There’s a reason these guys are still playing ball, and its not the lifestyle.  Everybody knows that not everyone makes it to the big leagues; in fact, most minor leaguers don’t.  That’s what brings beauty to this level.  Players clawing tooth and nail for a chance to be a part of something bigger gives us as spectators a chance to watch baseball players at their most human, their most pure:  when they’re playing baseball for the sake of baseball.

This is also the level when a lot of players are introduced to performance enhancers.  So, yeah.  But let’s take the “Selig Route” on that aspect and ignore it.

As a Phillies fan at heart, I knew all about prospect Michael Taylor, a 6′ 6″, 260 lbs behemoth who uses a telephone pole for a bat.  He was a large facet of our farm system, responsible for shouldering offensive hopes in the future.

And then, he was traded away, which is a barely a ripple to the casual fan; when a team can acquire a player while giving up “just” prospects, it feels like they’ve given up nothing at all.  You hate to see the players on your team go, so to find out that they will all be sticking around in favor of filtering a handful of younger might-have-beens away is a wave of relief.

The sting of a minor leaguer, and a top one at that, being funneled to another organization doesn’t come through until much later, and even then, that same casual fan does not recognize it as the cause of their club suffering.  They see a team that was good now being bad, and the invisible men who were cast aside in favor of the household name a few years back are not only forgotten, they’re disregarded.  They don’t even get the credit for what might have been of their might-have-beens.

Its tragic, so to see Taylor swing the bat was almost a Dickens-esque, “ghost of baseball yet to come” vision.  Now with the A’s, chances are I would not get to see him play ball in person again, even if he made it to the majors.

“Wow,” I thought.  “This could really be something special.”

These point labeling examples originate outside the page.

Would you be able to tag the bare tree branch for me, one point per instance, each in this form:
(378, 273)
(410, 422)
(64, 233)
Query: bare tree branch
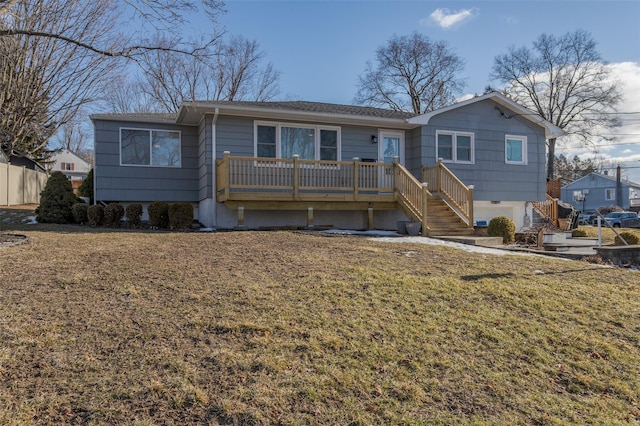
(412, 73)
(564, 81)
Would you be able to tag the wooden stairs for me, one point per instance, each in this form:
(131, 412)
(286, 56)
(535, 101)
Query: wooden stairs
(442, 220)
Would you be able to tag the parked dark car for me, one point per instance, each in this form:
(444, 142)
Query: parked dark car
(623, 219)
(586, 218)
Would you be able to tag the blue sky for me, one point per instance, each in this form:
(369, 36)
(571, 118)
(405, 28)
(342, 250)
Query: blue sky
(321, 47)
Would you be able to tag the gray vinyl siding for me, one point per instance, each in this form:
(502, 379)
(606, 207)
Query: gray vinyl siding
(493, 178)
(143, 183)
(205, 159)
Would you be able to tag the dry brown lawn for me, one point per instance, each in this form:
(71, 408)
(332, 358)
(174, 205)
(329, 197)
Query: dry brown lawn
(125, 327)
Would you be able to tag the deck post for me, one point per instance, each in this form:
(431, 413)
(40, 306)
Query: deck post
(471, 188)
(439, 176)
(356, 173)
(425, 193)
(296, 176)
(240, 216)
(309, 217)
(396, 176)
(223, 176)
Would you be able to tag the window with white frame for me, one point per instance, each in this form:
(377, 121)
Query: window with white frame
(610, 194)
(284, 140)
(457, 147)
(147, 147)
(515, 149)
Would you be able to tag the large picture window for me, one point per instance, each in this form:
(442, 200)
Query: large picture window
(142, 147)
(456, 147)
(515, 149)
(309, 142)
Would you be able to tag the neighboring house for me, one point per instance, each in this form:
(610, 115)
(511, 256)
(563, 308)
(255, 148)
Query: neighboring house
(71, 165)
(492, 150)
(21, 180)
(596, 190)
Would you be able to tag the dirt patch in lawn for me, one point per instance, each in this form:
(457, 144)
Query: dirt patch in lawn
(293, 328)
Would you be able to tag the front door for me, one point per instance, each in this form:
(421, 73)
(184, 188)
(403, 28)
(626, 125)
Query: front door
(391, 145)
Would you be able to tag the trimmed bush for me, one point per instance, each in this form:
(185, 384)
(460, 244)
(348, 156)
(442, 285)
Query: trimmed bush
(630, 237)
(181, 216)
(113, 214)
(95, 215)
(578, 233)
(79, 212)
(159, 214)
(134, 214)
(56, 200)
(504, 227)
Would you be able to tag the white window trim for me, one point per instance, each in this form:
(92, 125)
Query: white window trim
(150, 147)
(316, 127)
(523, 139)
(454, 146)
(382, 133)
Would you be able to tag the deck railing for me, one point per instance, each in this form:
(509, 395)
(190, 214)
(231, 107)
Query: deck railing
(281, 179)
(455, 193)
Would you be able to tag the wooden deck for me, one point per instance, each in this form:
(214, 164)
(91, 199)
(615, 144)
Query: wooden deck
(249, 183)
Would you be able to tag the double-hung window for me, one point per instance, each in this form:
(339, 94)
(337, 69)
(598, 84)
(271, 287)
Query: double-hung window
(515, 149)
(309, 142)
(456, 147)
(610, 194)
(146, 147)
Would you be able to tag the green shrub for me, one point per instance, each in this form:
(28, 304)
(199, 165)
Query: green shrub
(159, 214)
(181, 216)
(134, 214)
(95, 215)
(504, 227)
(86, 189)
(578, 233)
(56, 200)
(113, 214)
(79, 212)
(630, 237)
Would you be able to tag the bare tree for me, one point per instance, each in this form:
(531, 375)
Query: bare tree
(230, 70)
(163, 15)
(57, 55)
(411, 73)
(44, 81)
(564, 80)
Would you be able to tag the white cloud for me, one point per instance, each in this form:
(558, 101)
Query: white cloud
(512, 20)
(624, 148)
(446, 19)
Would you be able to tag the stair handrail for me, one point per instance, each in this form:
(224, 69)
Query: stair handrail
(453, 191)
(411, 195)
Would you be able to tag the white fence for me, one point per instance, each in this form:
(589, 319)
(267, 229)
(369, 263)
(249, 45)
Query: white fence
(19, 185)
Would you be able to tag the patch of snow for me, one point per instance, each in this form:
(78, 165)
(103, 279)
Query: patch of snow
(460, 246)
(370, 233)
(30, 220)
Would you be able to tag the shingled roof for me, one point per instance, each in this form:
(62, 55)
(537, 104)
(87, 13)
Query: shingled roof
(316, 107)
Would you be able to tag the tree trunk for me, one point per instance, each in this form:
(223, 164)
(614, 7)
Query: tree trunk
(550, 158)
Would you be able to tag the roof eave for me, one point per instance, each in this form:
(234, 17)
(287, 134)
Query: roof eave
(191, 111)
(551, 131)
(127, 118)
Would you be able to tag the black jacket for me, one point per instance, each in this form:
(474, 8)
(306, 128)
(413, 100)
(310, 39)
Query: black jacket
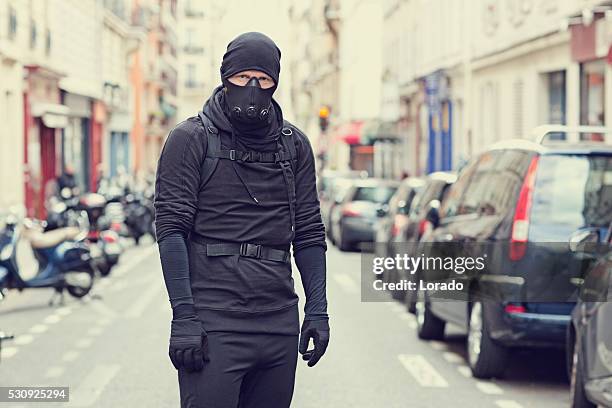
(228, 289)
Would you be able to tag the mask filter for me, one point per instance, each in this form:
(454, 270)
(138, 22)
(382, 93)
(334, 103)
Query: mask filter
(249, 104)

A shooting star flashed across the night sky.  A cool breeze whipped through Raley Field.  Taylor strode to the plate in a baseball moment so nostalgic, I expected Kevin Costner to barge in and poorly-act the scene into oblivion.

Well, Taylor singled, I think, and then popped out and fouled out and did some other shit that in the end meant nothing. Which is sort of the nature of the game.

However, Josh Donaldson, the River Cats catcher, slammed two home runs, both of which gave Sacramento the lead again.  Which they then lost a third time, permanently.

Permanent.  Not a lot is in the minor league realm.  Which is why, if you find yourself on the metal bleachers or $7 grass lawn seats of a First Energy Stadium or Jerry Uht Park, appreciate it.  Hard.  Because the guys on the field certainly are. And don’t yell at the bat boy.  He’s trying, too.